Question

Whole genome species clustering

1

Entering edit mode

4.2 years ago

robert.murphy ▴ 110

I am working with a poorly defined genus of fungi with very few publicly available genomes and I am wanting to cluster the all available ones plus my novel ones into putative species. I am unsure of a good workflow for this.

Would it be better to current phylogenetic workflows of multiple sequence alignment and tree construction and then based on some phylogenetic distance threshold cluster the genomes into species?

OR

Would some form of multiple sequence analysis (with Busco datasets for example) or core genome analysis (with Roary) where we take SNP differences between the MLSA sequences or core genomes and then based on a SNP count threshold cluster the assemblies into putative species?

I apologies if this is a naive question but any help would be appreciated.

phylogeny assembly phylogenetics • 2.2k views

ADD COMMENT • link updated 21 months ago by pmiller ▴ 10 • written 4.2 years ago by robert.murphy ▴ 110

1

Entering edit mode

What is your ultimate aim? Are you looking to see which of established species your sample is closer to?

This appears to be a useful paper.

ADD REPLY • link 4.2 years ago by GenoMax 152k

0

Entering edit mode

Yes that would be part of the goal. The genus is Termitomyces which have very few clearly labelled species on NCBI.

We are mining the genomes for secondary metabolite production so it would be nice to at least have species clustering, if not knowing the exact species name our assemblies belong to so we can identify any patterns of secondary metabolite production. I will check this paper out thanks.

Along with that I want to display annotation statistics and repeat region statistics on a by species basis to see if within putative species has the same patterns.

I should note that my novel assemblies and as far as I am aware all other assemblies for the genus are draft genomes.

ADD REPLY • link 4.2 years ago by robert.murphy ▴ 110

0

Entering edit mode

Sorry for necrotizing this, but do you know if trees consturcted using the whole-proteome FFP method are still optimal over tree based on other distance metrics?
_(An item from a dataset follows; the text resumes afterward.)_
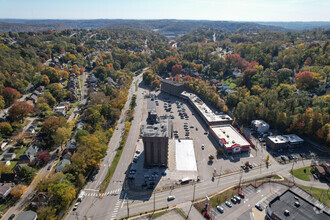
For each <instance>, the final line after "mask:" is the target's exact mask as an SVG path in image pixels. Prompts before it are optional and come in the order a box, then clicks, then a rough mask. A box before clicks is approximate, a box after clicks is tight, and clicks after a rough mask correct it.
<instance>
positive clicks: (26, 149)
mask: <svg viewBox="0 0 330 220" xmlns="http://www.w3.org/2000/svg"><path fill="white" fill-rule="evenodd" d="M38 151H39V147H38V146H37V145H31V146H30V147H28V149H26V151H25V152H24V154H26V155H30V156H33V157H36V156H37V153H38Z"/></svg>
ADD REPLY • link 3.8 years ago by robert.murphy ▴ 110

score 6 · Accepted Answer · 2021-04-21

I don't think there is a "best" approach in your situation, given

1) the taxonomy of the group is probably still flaky.

2) being draft genomes, they probably are spotty and have sizeable gaps, and maybe even contaminants. Repeat regions are often left out of such assemblies.

Actually, a good workflow would perform different types of analyses, in order to get a more complete and solid overall picture about the genus. Some suggestions:

ReferenceSeeker will give you the closest species, in terms of kmer (min-hash) distances and average nucleotide identity (ANI). You can easily find if there are some really close genomes with it.

Mashtree uses the same kmer (min-hash) distances to group genomes in a dendrogram. The authors don't consider this dendrogram a phylogeny, but I think this dendrogram probably reflects the phylogenetic history of the genomes, anyway. Thus, it may complement a more traditional core genome phylogeny. Whole genome alignments probably aren't a good option, unless all genomes are really close (and, I would argue, also really high quality). Mashtree works as a substitute for whole genome alignments.

A core genome phylogeny would complement the above analyses (but I don't think Roary works for fungal genomes). As there aren't many genomes available, you can get a SNP-based phylogeny, or even a maximum-likelihood or Bayesian phylogeny with all genes concatenated. Running the same version of BUSCO on all genomes would also give a good dataset for a phylogeny, in addition to informing on the overall quality of the genomes.